Altoona police sting raises ethical dilemma

South Dakota native faces up to 65 years in prison

Madeline Fuerstenberg

More stories from Madeline Fuerstenberg

October 13, 2020


The Altoona Police Department got a potential sexual predator off the streets – but at what cost did this victory come?

The Altoona Police Department arrested a 28-year-old man last week, charging him with felony counts of child enticement, the attempted sexual assault of a child and with the attempted use of a computer to facilitate a child sex crime, according to the Leader-Telegram.

Upon first glance, this is wonderful news: Another predator is off the streets and our community is a little bit safer.

But maybe it’s not that simple.

Last Tuesday, an Altoona police officer responded to Alex Bawek’s Craigslist post. This post advertised Bawek was in the Eau Claire area, and was looking for “a female or couple who wanted to have some fun.”

This alone is creepy, but that’s not the issue.

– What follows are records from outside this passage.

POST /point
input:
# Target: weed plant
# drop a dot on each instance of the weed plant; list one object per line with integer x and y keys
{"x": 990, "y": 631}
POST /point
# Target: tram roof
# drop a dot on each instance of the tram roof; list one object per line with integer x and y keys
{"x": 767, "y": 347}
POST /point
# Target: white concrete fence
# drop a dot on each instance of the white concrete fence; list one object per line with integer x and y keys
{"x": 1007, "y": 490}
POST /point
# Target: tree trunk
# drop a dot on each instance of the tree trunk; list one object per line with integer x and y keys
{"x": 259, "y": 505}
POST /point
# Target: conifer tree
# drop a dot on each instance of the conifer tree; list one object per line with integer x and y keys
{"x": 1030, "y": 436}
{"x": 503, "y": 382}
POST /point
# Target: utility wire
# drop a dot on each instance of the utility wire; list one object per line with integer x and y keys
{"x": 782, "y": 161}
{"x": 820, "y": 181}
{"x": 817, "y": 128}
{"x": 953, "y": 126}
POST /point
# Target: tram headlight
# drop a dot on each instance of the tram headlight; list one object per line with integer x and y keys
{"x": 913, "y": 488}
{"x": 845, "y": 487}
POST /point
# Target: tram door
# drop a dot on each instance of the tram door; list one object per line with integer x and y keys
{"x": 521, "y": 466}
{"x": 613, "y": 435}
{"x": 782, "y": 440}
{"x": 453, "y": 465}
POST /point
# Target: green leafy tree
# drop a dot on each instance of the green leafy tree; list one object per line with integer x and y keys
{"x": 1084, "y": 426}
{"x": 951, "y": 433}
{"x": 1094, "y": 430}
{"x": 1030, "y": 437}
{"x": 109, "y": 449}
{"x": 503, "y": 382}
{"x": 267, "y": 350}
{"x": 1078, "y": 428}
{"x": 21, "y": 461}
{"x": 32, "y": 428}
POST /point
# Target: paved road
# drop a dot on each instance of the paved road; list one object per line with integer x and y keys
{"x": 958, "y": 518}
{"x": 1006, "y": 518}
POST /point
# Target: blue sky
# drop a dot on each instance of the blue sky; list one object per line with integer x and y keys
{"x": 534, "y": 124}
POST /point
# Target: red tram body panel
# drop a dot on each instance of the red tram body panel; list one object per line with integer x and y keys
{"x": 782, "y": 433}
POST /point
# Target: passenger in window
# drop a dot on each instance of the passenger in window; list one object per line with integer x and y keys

The officer who responded to this ad posed as a 14-year-old girl, initiating contact with Bawek. After exchanging messages online for some time, the conversation began to grow sexual in nature, according to the criminal complaint. Bawek asked for pictures of the “young girl,” and later arranged to come pick her up.

Upon arriving at the “young girl’s” apartment, Bawek was met by a uniformed police officer and questioned. He admitted his intentions of meeting and having sex with a 14-year-old girl. If Bawek gets convicted of all three charges, he could face up to 65 years in prison.

This is a tough situation. On one hand, Bawek is clearly a creep. On the other hand, he hadn’t actually gone out searching for underage girls. It’s almost as if this officer tricked Bawek into doing something illegal.

I want to be very clear about this: I am not defending Bawek. The fact he was willing to meet up with an underaged girl shows he is clearly a disgusting human being. I just can’t help but wonder whether or not the police officer’s actions were lawful or ethical. Sting operations are not unusual for law enforcement agencies, but this seems off to me.

I’d also like to draw attention to when Bawek asked for a “sexy picture” of the “girl” he was speaking to, the officer actually sent him a photo of a 14-year-old girl in a bikini. Who is this girl, and is she aware that she is being used to entice potential pedophiles?

This is not the only situation in which law enforcement used sting tactics to bait potential criminals. A 2014 article from the Washington Post discussed similar instances in which the Washington, D.C. police went undercover in order to “recruit people they think are likely to commit armed robberies,” stage some sort of heist or crime, then arrest them. These were not actual criminals who were targeted, but people the police thought were “likely” to commit crimes.

This tactic has received harsh criticism from defense attorneys and legal experts who question “whether the police should be encouraging people to commit crimes they might not have otherwise committed by providing invented opportunities and, in some cases, guns and getaway cars.”

Sound a little familiar? It does to me.

Perhaps we aren’t being told the entire story. For all I know, the Altoona police had been suspecting this guy of being a super-mega-creep for months, and they had finally devised a plan to catch him. If that’s the case, they should clarify.

Maybe this is all over my head. Maybe I just don’t know enough about the situation — or about law enforcement tactics — to understand everything that went down. But I challenge you to consider this: Does a man — albeit, a very creepy man — necessarily deserve 65 years in prison for crimes that he was baited into attempting to commit?